1. “A possible exemption from consultation for utility contracts was also suggested, as the best energy prices often change more quickly than the current consultation process allows.” – This would be a disadvantage where the freeholder sets up third party companies to supply electricity to its portfolio. In fact this needs even more scrutiny.
2. “An alternative would be to set a prescribed list of fees. A statutory list of permissible fees could be reviewed by the new regulator and be updated periodically via a statutory instrument.” – But a prescribed list – is that not just legitimising the fees and setting the costs linked to RPI? Again this may be subject to who is in the regulator or in with the government that set the acceptable fees and their cost.
3. “Consumers could be given the opportunity to veto the landlord’s choice of managing agent.

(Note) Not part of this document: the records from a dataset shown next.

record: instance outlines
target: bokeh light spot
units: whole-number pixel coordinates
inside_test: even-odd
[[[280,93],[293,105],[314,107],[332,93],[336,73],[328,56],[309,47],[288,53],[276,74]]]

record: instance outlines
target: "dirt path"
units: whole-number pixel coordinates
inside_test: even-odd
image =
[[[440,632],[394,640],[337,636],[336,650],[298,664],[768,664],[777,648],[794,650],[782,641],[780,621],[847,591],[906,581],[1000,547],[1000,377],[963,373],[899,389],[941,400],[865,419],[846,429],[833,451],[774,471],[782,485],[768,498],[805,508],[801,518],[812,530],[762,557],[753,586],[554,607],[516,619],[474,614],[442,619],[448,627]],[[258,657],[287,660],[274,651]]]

However, a veto should not be used unjustifiably to frustrate a landlord’s choice of managing agent. Rather, a set of conditions could be devised to offer a framework for any veto.” – If the leaseholders pay the service charges then they should be able to appoint a managing agent by tender, lets say after 60% of the block is sold.
4. “Retirement Developers. These operators are the freehold owners/landlords as well as the ongoing managers, so fall outside our definition”. – Are the granny monetisers going to get another Pass Go collect £200 card? They must have some political clout with all these exemptions.
5. “A key concern has been the threshold for consultation. The current £250 threshold to trigger a consultation has not been revised since 2003, and has created both an administrative and financial burden. The group suggested it could be revised to £350.” – The lower the figure the better protection for leaseholders. Lower it to £200 per unit.
On the other side of the coin. nobody is suggesting upper the £350 limit on Section 167 of Commonhold and Leasehold Reform Act 2002 to protect from forfeiture as ground rents are far in excess of the 2002 values?
6. “Other suggestions from the group included allowing potential dispensation from the requirement to consult, should all leaseholders confirm they agree.” – A recent case with Firstport. Firstport suggested to the elderly residents that there was an issue with the Section 20 process on consultation and got the residents to agree dispensing with tendering process. Many in the development are elderly and probably not fully aware of rights and legislation. The delays on the process can only have been down to FirstPort, if they existed in the first case. Seems a very likely avenue in getting the contract awarded to their preferred contractor only.
7. All managing contracts with third parties (ie. Insurers, maintenance contracts) to be transparent and made available to leaseholders with details of terms, aside to detailed accounts and invoices. An online portal could do this effectively and at much lower cost than physical documents.
I hope the CMA will address the issues of Exit Fees on sales, another freeholder scam.